Nineteen years later, that prayer suddenly became a possibility. I was in smart lesbian mecca, I’d escaped the confines of my conservative, Catholic, Southern California upbringing, and then there were these… guys. Who were still kind of girls. But not, and not for long. And they were awesome, and knew who they were – or so I thought – and they looked great in suits and had hot girlfriends and were wicked intelligent and were fighting the patriarchal hegemony, or some shit like that. They were brilliant. And a bit bullying. And persuasive. They wanted me to change my pronouns, to join the rallies, to use my popularity as a performer on campus to further their cause against the “women-only” college mandate.

I went home for winter break and announced I wanted a boob job. An un-boob job. To my parents, it was a “reduction.” To me, it was top surgery. I started using the name Max with everyone, not just my girlfriend and singing group. I bought a whole bunch of boxer shorts. I never publicly came out as trans, but if folks asked which gender pronouns I preferred, I said “either.” I was called ‘sir’ a lot.  (And I had the surgery – just a reduction, though. I was too scared, or else I intuited (somehow) that I was too young to know myself well enough to do the full deed. And boy did they grow back. Yikes.)

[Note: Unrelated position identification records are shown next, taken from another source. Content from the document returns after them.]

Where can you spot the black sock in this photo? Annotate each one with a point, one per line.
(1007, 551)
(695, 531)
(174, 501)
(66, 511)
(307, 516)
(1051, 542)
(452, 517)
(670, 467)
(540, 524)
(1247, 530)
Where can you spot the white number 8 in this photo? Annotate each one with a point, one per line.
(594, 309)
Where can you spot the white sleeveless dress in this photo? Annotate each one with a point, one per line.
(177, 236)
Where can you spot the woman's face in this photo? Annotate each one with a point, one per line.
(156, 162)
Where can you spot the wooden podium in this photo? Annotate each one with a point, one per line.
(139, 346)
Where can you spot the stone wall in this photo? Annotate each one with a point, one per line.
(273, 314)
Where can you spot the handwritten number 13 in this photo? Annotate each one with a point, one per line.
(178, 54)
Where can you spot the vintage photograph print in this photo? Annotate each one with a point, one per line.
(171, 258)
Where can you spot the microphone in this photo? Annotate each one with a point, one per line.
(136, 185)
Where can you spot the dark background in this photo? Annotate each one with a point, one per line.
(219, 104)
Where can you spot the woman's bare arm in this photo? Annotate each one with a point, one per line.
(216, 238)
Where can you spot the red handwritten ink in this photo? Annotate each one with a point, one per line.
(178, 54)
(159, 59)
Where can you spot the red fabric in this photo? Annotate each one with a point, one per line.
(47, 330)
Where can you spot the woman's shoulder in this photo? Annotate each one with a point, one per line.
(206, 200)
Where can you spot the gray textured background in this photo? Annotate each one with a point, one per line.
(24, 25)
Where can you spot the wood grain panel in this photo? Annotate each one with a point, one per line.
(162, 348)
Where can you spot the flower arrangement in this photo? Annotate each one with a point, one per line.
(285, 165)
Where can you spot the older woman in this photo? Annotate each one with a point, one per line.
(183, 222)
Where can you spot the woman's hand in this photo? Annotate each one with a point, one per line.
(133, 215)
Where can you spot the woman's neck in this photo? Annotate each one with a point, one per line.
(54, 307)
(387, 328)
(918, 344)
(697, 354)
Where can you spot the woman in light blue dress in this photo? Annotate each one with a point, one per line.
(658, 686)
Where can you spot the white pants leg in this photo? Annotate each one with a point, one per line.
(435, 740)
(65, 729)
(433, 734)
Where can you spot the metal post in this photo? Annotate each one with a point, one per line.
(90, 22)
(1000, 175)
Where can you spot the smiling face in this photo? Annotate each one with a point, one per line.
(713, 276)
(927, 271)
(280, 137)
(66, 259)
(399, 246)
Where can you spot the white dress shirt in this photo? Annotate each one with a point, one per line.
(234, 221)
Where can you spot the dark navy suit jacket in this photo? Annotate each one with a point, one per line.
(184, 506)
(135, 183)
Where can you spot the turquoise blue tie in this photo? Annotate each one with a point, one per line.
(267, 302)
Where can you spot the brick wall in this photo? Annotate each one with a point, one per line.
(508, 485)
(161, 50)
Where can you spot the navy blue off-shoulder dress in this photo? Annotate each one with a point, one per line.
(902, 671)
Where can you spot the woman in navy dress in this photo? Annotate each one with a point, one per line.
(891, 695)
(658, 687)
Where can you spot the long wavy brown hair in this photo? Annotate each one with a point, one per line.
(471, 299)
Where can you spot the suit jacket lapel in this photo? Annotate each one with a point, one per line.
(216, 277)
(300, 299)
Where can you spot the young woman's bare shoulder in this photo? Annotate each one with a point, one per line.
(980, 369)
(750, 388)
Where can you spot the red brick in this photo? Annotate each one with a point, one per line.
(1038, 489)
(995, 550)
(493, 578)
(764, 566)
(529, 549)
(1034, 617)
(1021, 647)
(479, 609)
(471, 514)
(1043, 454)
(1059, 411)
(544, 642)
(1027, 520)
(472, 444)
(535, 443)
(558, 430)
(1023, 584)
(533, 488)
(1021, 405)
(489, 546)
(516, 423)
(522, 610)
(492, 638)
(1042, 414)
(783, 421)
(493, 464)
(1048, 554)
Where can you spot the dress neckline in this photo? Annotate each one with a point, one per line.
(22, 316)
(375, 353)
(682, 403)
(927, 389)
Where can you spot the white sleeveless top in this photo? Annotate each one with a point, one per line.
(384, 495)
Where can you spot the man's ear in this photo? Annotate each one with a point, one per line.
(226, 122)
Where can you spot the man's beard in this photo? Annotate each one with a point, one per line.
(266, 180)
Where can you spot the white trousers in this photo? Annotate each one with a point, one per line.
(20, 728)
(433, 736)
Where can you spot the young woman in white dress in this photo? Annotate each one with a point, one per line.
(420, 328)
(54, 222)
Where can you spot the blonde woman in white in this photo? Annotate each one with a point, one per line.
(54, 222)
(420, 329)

And then my wiser, older butch friend took me aside. And she reminded me that there is something beautiful about being butch. Not that it isn’t amazing to be trans, and to find yourself in that as well. But at that time I needed to hear another voice. She was worried that all the butches would just become men, and we’d lose the beauty of women loving women.

I’ve written about how important that moment was to me before, but it still transforms me. It makes me braver. I still consider myself trans, but I won’t transition. I also identify as butch, and have learned to be comfortable with the body I live in. I don’t push it. I’m not interested in pronouns. These days I wear girly undies as often as I wear boy undies. I love and support my fully-FTM and MTF friends, but I prefer to live somewhere in between.

So it’s strange to me that I can’t just roll with the idea of this guy playing what easily could have been the FTM version of my life. I like the gray areas. I like messing with norms, and exceeding expectations, and pushing the boundaries of comfort. I think it’s good for those of us to check our motives and prejudices about our own experiences as often as we judge the experiences of others. But this instance rubs me the wrong way. It’s an intersection of too many personal things for me, I guess – a reminder of too many fights with my college gf, too many years spent hiding my body, too many times I decided not to audition for a show because I was ‘too butch’.  This guy doesn’t know any of that. And yes – I’m playing the other FTM role. I’m playing the other side of the equation, the FTM who knows that transitioning is the right thing. So there is a balance there, somewhere. And after all – it is acting. Not being. Except maybe for me.